Todo esto es pura ficción, pero yo sigo practicando el inglés en la guagua. Sin embargo, cuando veo un episodio parecido o leo en la prensa la agresión a quienes intentan preservar la salud de los ciudadanos, créanme que dejo a un lado el idioma en sí y pienso en una terapia que obrara los mismos efectos que en el Perola.

3 opiniones en “Stanley Kubrick y la mascarilla”

  1. Es gracioso, amigo Juanjo, ori el nombre del Perola, el mismo que lleva el bar de Fifi (Antonio Medina Bermúdez) en la esquina de la plaza de Agaete. Tu imaginación prodigiosa me recuerda al Fellini de Amarcord, aquel que se subió a un árbol y tuvo la monja que subir a bajarlo. Relacionar la Naranja Mecánica me trajo otros recuerdos gracias a tu felliniana (¿se escribe así?) escritura, porque en mis tiempos de estudiante de psicología debatíamos la efectividad de la terapia conductista, pero, ahora, el método Ludovico que sugieres, después de viejo y de muchos años sin creer en el conductismo, me acabas de convencer que es mejor decirle a alguien que si hace el mal, no come. Lo que dan de sí todavía las madres (y sin alpargata)

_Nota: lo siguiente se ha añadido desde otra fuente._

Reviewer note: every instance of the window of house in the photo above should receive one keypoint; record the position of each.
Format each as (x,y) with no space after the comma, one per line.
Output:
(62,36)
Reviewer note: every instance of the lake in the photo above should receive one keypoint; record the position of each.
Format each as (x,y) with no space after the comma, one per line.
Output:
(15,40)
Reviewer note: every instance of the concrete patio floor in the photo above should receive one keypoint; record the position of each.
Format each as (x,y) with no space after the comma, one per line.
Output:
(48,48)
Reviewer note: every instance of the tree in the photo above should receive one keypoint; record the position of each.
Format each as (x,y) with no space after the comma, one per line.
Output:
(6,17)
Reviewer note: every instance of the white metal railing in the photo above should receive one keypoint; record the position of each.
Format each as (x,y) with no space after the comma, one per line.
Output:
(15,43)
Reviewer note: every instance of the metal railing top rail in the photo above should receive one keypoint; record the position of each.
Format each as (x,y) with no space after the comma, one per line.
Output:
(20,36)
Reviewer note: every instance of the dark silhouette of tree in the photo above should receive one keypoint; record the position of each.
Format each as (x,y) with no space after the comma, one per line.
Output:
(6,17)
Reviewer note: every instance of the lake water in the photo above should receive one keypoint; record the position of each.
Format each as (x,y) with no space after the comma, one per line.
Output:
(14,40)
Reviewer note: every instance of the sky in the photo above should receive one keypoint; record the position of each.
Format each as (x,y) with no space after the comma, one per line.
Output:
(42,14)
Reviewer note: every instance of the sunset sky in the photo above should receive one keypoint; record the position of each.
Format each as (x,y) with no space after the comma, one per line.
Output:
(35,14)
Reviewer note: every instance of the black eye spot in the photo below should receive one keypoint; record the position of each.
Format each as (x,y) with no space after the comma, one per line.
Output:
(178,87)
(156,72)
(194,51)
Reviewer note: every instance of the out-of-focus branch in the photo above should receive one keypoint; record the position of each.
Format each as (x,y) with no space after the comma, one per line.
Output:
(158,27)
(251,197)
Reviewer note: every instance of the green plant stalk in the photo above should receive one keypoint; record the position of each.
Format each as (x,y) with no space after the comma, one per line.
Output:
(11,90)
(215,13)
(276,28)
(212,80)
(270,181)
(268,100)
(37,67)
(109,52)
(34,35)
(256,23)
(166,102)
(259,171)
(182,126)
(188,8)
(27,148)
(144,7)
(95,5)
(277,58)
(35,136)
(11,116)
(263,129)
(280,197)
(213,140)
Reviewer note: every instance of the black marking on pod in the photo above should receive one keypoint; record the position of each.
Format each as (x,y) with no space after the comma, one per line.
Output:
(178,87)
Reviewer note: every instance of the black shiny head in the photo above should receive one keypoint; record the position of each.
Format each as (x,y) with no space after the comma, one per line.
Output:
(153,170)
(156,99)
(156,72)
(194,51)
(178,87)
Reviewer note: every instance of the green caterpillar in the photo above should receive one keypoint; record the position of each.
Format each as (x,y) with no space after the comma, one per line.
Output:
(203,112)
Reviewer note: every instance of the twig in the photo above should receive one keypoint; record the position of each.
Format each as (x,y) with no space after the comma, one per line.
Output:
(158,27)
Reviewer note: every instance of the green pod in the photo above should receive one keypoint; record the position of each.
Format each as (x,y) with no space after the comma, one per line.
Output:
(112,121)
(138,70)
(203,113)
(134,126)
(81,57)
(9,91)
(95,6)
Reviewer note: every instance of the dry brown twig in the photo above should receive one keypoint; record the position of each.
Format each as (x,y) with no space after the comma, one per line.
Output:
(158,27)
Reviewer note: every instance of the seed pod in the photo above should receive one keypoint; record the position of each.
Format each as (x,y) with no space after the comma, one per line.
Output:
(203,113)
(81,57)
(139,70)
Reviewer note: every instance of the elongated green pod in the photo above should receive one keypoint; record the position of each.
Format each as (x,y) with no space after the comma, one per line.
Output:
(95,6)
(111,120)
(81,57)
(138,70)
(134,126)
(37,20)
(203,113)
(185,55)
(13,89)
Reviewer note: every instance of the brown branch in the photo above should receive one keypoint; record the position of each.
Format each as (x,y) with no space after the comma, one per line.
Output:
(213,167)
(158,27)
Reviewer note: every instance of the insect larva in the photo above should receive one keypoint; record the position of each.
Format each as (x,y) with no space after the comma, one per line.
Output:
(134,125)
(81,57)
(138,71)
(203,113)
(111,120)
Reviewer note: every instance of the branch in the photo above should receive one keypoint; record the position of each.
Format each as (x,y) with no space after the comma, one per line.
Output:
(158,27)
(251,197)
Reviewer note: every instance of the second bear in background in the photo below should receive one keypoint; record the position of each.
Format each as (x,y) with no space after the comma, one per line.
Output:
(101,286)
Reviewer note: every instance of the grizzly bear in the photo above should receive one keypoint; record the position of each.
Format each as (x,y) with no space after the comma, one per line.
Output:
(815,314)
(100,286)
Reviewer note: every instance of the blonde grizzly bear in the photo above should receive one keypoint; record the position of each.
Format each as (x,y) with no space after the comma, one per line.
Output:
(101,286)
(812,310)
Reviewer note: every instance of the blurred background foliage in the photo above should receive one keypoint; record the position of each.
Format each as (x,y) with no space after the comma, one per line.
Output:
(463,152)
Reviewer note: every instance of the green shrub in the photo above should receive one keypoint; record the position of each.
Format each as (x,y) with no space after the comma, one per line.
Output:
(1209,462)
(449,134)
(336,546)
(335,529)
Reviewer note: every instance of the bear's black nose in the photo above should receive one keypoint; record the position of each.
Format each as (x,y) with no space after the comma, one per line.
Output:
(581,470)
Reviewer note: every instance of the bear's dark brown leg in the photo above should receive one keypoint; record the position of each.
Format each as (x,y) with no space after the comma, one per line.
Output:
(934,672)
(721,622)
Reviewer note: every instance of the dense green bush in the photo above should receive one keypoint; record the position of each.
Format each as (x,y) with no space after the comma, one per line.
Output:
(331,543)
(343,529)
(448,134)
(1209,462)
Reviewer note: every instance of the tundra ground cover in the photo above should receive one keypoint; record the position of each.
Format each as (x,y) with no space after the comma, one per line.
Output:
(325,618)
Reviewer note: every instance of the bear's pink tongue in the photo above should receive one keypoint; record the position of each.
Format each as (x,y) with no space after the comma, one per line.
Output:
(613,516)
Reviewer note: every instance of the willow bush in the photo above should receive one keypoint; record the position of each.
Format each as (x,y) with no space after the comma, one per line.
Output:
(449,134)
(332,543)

  2. ¡Que me partoooo! Lo más sorprendente de todo es que a pesar de las incertidumbres, miedos y cabreos ante lxs que pasan de tomar las precauciones para evitar el contagio propio y de otrxs, siga aflorando y manteniendo esa vena creativa y fertil de tu creación literaria, un abrazo virtual, lo más cálido y achuchonado que se pueda, pero también lo más aséptico e higienizado exigido.